I tried running the DbPrintLog command above, although I could only run it without the "-ty20" command without an error. It gave me 100 million lines of XML, and I can tell you that there is a "CkptEnd" line within the last 20,000 lines of the file (I don't have an exact number -- it's a lot of data to filter!).
I'd love to have the DB open faster than this even following a failure. Even 5 minutes is a lot better than 45! Is there anything I can be doing to help that? Any patterns to avoid that would cause it to take this long?
A performance issue with getPrimaryIndex is not related to recovery, which is performed in the Environment constructor. The only thing I can think that could cause getPrimaryIndex to be so slow is when secondary indexes are "populated".
When a primary index is opened read-write (the default), all its secondary indices and related (via relatedEntity in the @SecondaryIndex annotation) indices are also opened. Whenever any secondary index is opened, the DPL uses a mechanism in the base API -- com.sleepycat.je.DatabaseConfig.setAllowPopulate -- to automatically populate the index. This allows you to add a new secondary index and automatically populate it the first time it is opened. Automatic population works by reading through the entire primary index and writing out any require secondary index records. This can take a long time if the primary index is large.

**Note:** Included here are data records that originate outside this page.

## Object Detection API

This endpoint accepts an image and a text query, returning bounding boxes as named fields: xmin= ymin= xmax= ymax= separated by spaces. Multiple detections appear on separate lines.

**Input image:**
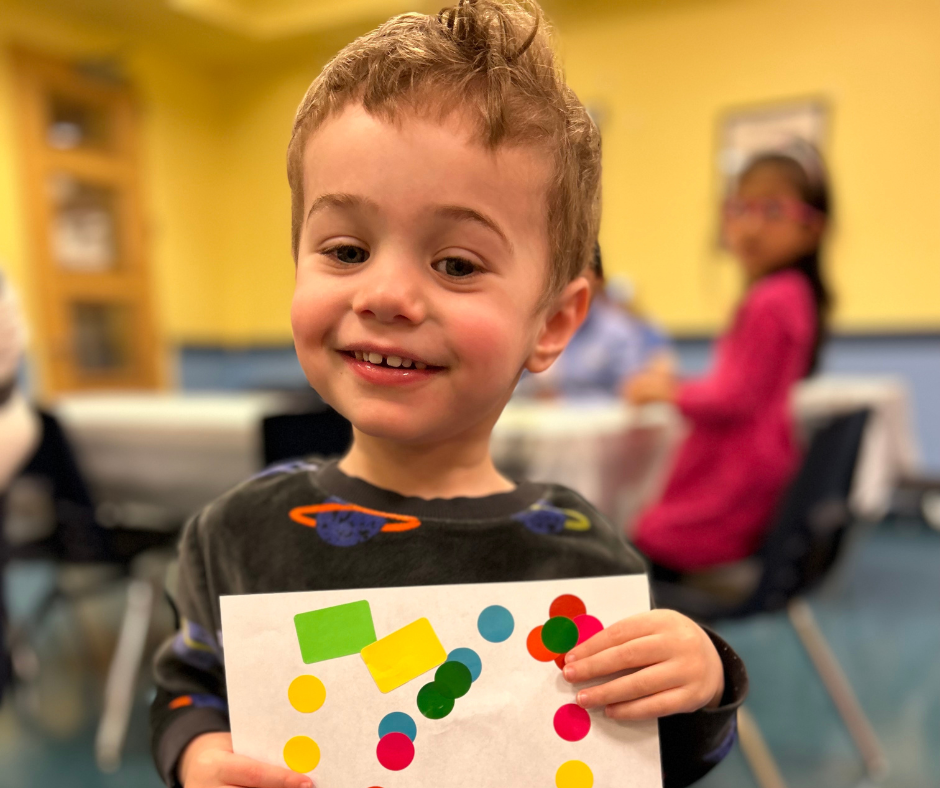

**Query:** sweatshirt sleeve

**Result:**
xmin=150 ymin=513 xmax=229 ymax=788
xmin=659 ymin=629 xmax=748 ymax=788
xmin=676 ymin=292 xmax=809 ymax=424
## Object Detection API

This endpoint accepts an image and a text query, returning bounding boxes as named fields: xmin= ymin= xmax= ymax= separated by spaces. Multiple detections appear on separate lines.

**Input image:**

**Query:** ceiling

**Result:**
xmin=0 ymin=0 xmax=443 ymax=64
xmin=0 ymin=0 xmax=696 ymax=66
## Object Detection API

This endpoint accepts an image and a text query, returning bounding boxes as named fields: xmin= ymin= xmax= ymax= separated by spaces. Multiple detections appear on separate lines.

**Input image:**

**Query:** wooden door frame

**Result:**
xmin=9 ymin=46 xmax=166 ymax=397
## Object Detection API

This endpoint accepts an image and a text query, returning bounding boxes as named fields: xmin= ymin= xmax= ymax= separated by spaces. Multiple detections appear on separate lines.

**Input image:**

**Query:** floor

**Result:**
xmin=0 ymin=523 xmax=940 ymax=788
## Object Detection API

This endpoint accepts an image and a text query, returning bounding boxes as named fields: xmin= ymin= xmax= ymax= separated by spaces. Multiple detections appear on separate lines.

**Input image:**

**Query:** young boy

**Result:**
xmin=152 ymin=0 xmax=746 ymax=788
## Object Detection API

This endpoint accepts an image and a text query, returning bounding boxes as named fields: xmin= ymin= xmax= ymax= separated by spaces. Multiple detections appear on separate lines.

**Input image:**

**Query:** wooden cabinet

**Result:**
xmin=13 ymin=51 xmax=162 ymax=394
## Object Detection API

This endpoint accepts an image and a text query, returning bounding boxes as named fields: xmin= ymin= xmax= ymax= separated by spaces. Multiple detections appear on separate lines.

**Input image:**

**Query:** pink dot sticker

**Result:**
xmin=554 ymin=703 xmax=591 ymax=741
xmin=375 ymin=731 xmax=415 ymax=772
xmin=574 ymin=613 xmax=604 ymax=645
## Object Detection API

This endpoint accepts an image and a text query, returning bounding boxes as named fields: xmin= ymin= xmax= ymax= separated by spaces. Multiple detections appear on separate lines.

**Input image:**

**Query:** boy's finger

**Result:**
xmin=565 ymin=613 xmax=656 ymax=662
xmin=604 ymin=687 xmax=694 ymax=720
xmin=565 ymin=635 xmax=670 ymax=683
xmin=219 ymin=755 xmax=313 ymax=788
xmin=577 ymin=663 xmax=683 ymax=709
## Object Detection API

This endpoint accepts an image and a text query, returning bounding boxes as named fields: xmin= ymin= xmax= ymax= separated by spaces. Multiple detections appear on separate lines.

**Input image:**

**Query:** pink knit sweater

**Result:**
xmin=633 ymin=271 xmax=816 ymax=571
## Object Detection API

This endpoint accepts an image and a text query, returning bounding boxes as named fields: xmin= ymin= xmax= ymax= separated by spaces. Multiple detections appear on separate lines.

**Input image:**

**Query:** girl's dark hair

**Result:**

One issue is that the automatic population feature is triggered when the secondary index is empty. If it is empty, the entire primary index will be read. If by chance you have a secondary index that should be empty because none of the entity's secondary key fields are non-null, the population process will occur every time the primary is opened. This is a case we don't handle very well, obviously.
So the question is: Do you have any secondary indices that are empty? You can check this by dumping the secondary databases. Or you can simply get a thread dump during the call to getPrimaryIndex and see what's happening (post it here).
Ah-ha! Got it. Since this was a test database, we do have a couple secondary indices that are totally empty. So it sounds like BDB thinks they may have been new and populates them. So if we create even a single record that has a value for each of the otherwise unused secondary keys, we should be in good shape?
Yes, in a real-world scenario, it is unlikely that any secondary index would be empty. Just to make sure, I'm adding a bit of code that will insert an invalid record (that shouldn't ever match any queries) that has all its fields defined.